Мотив непринятой души - Психеи (Орлов, сводя их отношения к обыкновенной физиологической потребности, цинично оценивает женщину, начитавшуюся романов Тургенева, точно подмечает суть Зинаиды Федоровны: «отдает любви не су, а всю свою душу», VIII, 158) реализуется в мистерии смерти-воскресения сначала полушутливо: «Жалею, что нельзя послать по телеграфу тысячу поцелуев и самое сердце» (VIII, 173), затем серьезно: «. она назло себе и всему на свете по целым дням лежала неподвижно на софе, желая себе только одного дурного и ожидая только дурное» (VIII, 184). Страдание, деформируя образ прекрасной женщины в глазах Владимира Ивановича, в то же время одухотворяет его и делает близким ему: «Она, слабая, беспомощная, с прекрасными волосами, казавшимися мне образцом нежности и изящества, мучилась, как больная...» (VIII, 179). Не случайно, удвоение одной формулы обнаруживает сходство персонажей: «Вырвать больной зуб сразу - и конец» - говорит Зинаида Федоровна, подводя итог своему освобождению (VIII, 151); «...разрезать поскорее этот тяжелый нарыв, сделать поскорее так, чтобы она узнала все то, что говорилось здесь в четверги за ужином...» (VIII, 169) - мечтает Владимир Иванович.

«Детский мотив», пронизывая собой всю историю, втягивает в свою орбиту других персонажей. Так, случайно зашедший в гости Грузин, выполняя непростую роль, раздваивает смысл ситуации. Поедая рябчика, он испытывает чувство вины за Орлова: «. он с жадностью ел и, .виновато поглядывал то на Зинаиду Федоровну, то на меня, как мальчик. Казалось, что если я не дал ему рябчика или желе, то он заплакал бы» (VIII, 184).
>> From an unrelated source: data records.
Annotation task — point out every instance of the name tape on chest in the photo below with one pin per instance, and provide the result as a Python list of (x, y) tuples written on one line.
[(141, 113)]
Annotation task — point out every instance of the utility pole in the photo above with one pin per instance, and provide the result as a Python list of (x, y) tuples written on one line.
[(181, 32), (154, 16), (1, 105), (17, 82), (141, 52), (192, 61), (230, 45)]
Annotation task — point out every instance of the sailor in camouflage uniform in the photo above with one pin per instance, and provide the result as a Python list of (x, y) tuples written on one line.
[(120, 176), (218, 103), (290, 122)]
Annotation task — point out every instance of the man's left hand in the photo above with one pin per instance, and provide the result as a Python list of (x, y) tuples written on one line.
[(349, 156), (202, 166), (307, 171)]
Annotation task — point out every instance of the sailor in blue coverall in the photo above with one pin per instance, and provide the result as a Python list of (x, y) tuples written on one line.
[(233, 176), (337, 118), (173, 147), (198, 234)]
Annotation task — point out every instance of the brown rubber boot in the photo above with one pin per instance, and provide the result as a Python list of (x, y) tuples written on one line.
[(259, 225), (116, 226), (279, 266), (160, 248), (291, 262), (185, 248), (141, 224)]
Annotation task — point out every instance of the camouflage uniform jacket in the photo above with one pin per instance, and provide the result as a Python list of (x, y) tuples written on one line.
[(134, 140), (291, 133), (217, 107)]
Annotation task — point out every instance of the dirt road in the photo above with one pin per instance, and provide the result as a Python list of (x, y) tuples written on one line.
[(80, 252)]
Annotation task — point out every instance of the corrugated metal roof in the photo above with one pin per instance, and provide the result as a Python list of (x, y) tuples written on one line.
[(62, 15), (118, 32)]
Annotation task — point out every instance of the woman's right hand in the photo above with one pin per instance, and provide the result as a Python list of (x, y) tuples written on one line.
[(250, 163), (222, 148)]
Рябчик, ассоциируясь с библейским яблоком, становится ироническим заместителем символа познания.

С другой стороны, полупризнания, недоговоренность, недомолвки, формулы-намеки, формирующие подтекст, готовят акт познания. Музыке отводится роль высказать затаенное. Оборванная музыкальная фраза из арии Ленского в опере «Евгений Онегин» «Что день грядущий мне готовит?», которой начат разговор, сменяется двумя пьесами из Чайковского, затем «Лебединой песнью» Сен-Санса, вызывая Зинаиду Федоровну на откровенность. Музыка приуготовляет красивый финал затянувшегося любовного романа, перетекая в слово - совет, данный Гамлетом - Грузиным Офелии - Зинаиде Федоровне: «Ступайте, кума в монастырь» (VIII, 186) [38], скрывает за грустной иронией горькую правду.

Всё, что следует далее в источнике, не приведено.